Lo que hace única a Britney
Hay algo que ningún otro pop star de los 2000 logró igualar, y eso es la conexión emocional con su audiencia. Britney no era distante como Madonna. No era inalcanzable como Mariah. No tenía la voz operística de Christina. Tenía algo distinto: una vulnerabilidad genuina, una sonrisa del sur de Estados Unidos, una manera de ser estrella sin parecer que estaba actuando.
Eso fue, paradójicamente, lo que la hizo más grande. Y también lo que la hizo más vulnerable a los años duros que vinieron después: la tutela legal de su padre entre 2008 y 2021, los problemas de salud mental visibles en pantalla, la batalla pública por el control de su carrera, su memoria publicada en 2023 que vendió 1,1 millón de copias en su primera semana y se convirtió en una de las autobiografías más leídas de la década.
Hoy, Britney tiene 44 años. No ha vuelto a un escenario desde 2018. No ha lanzado álbum desde 2016. Y sin embargo, sigue siendo, sin discusión, la artista que define el periodo entre 1998 y 2008 en la música pop occidental. Lo que pase con ella en los próximos años es otra historia. Lo que ya pasó, ya pasó. Y nadie lo va a borrar.
Lo que queda
Entonces, volviendo a la pregunta inicial: ¿quién fue la estrella pop más grande de los 90s y 2000s?

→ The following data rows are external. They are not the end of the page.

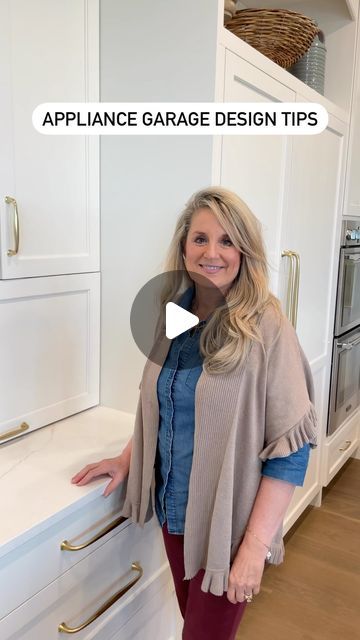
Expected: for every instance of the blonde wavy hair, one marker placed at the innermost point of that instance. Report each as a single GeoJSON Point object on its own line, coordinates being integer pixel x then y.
{"type": "Point", "coordinates": [227, 336]}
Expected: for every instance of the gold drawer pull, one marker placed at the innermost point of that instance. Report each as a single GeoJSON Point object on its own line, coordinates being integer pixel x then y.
{"type": "Point", "coordinates": [63, 627]}
{"type": "Point", "coordinates": [347, 445]}
{"type": "Point", "coordinates": [13, 252]}
{"type": "Point", "coordinates": [66, 546]}
{"type": "Point", "coordinates": [15, 432]}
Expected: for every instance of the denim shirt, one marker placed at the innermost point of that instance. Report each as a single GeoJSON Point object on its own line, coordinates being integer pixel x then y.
{"type": "Point", "coordinates": [176, 396]}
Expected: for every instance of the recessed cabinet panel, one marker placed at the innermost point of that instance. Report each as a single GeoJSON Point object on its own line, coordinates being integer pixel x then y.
{"type": "Point", "coordinates": [49, 336]}
{"type": "Point", "coordinates": [48, 53]}
{"type": "Point", "coordinates": [258, 160]}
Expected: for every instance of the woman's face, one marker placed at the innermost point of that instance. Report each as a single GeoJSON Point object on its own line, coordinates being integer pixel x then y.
{"type": "Point", "coordinates": [210, 252]}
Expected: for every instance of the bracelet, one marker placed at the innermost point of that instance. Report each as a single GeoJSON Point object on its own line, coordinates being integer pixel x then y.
{"type": "Point", "coordinates": [268, 555]}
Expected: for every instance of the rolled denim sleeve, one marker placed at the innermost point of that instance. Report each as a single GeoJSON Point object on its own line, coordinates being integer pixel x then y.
{"type": "Point", "coordinates": [290, 468]}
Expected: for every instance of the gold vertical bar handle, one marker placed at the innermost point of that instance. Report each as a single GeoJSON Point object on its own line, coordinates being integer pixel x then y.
{"type": "Point", "coordinates": [290, 287]}
{"type": "Point", "coordinates": [10, 200]}
{"type": "Point", "coordinates": [346, 446]}
{"type": "Point", "coordinates": [296, 258]}
{"type": "Point", "coordinates": [64, 628]}
{"type": "Point", "coordinates": [15, 432]}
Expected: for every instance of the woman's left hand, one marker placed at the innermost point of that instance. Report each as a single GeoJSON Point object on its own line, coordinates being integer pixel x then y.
{"type": "Point", "coordinates": [246, 571]}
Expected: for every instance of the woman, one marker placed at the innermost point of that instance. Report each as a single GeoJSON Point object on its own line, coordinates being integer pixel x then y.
{"type": "Point", "coordinates": [223, 428]}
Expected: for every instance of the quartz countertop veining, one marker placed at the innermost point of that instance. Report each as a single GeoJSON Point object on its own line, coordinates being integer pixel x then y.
{"type": "Point", "coordinates": [36, 470]}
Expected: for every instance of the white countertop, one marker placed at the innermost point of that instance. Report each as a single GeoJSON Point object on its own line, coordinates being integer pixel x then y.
{"type": "Point", "coordinates": [36, 469]}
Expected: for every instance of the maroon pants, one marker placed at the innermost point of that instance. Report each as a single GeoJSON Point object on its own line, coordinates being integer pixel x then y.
{"type": "Point", "coordinates": [206, 617]}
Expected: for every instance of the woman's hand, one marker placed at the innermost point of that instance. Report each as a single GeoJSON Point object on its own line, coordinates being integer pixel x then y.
{"type": "Point", "coordinates": [246, 571]}
{"type": "Point", "coordinates": [117, 468]}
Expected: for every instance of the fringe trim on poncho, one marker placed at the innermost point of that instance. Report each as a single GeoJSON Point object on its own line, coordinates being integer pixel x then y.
{"type": "Point", "coordinates": [300, 434]}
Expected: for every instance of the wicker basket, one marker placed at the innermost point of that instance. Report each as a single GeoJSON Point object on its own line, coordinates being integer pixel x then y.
{"type": "Point", "coordinates": [281, 35]}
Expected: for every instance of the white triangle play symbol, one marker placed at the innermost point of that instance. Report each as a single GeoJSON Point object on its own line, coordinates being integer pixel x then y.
{"type": "Point", "coordinates": [178, 320]}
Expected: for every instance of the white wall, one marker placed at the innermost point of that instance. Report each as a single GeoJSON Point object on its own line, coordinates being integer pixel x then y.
{"type": "Point", "coordinates": [149, 52]}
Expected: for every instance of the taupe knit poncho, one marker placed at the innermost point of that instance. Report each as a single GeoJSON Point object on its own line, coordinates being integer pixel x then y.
{"type": "Point", "coordinates": [264, 409]}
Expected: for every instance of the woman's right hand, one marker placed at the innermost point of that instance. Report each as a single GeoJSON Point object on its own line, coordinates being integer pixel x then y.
{"type": "Point", "coordinates": [117, 468]}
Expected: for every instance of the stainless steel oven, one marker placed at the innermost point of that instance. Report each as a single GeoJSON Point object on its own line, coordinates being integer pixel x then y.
{"type": "Point", "coordinates": [345, 367]}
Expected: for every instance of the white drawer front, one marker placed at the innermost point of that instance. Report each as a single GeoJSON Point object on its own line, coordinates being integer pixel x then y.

La respuesta no es de gusto. Es de números, de influencia, de historia. Es Britney Jean Spears. Tres décadas después de «…Baby One More Time», todavía no apareció su sucesora real. Hubo intentos. Hubo grandes artistas. Pero el espacio que ocupó Britney entre 1998 y 2008 sigue intacto, esperando a alguien que nunca acaba de llegar.
Porque, como bien dice una de las teorías que circulan en internet hace años: «No habrá otra Britney porque Britney solo había una».
Y eso, en el pop, es probablemente el mejor legado que un artista puede dejar.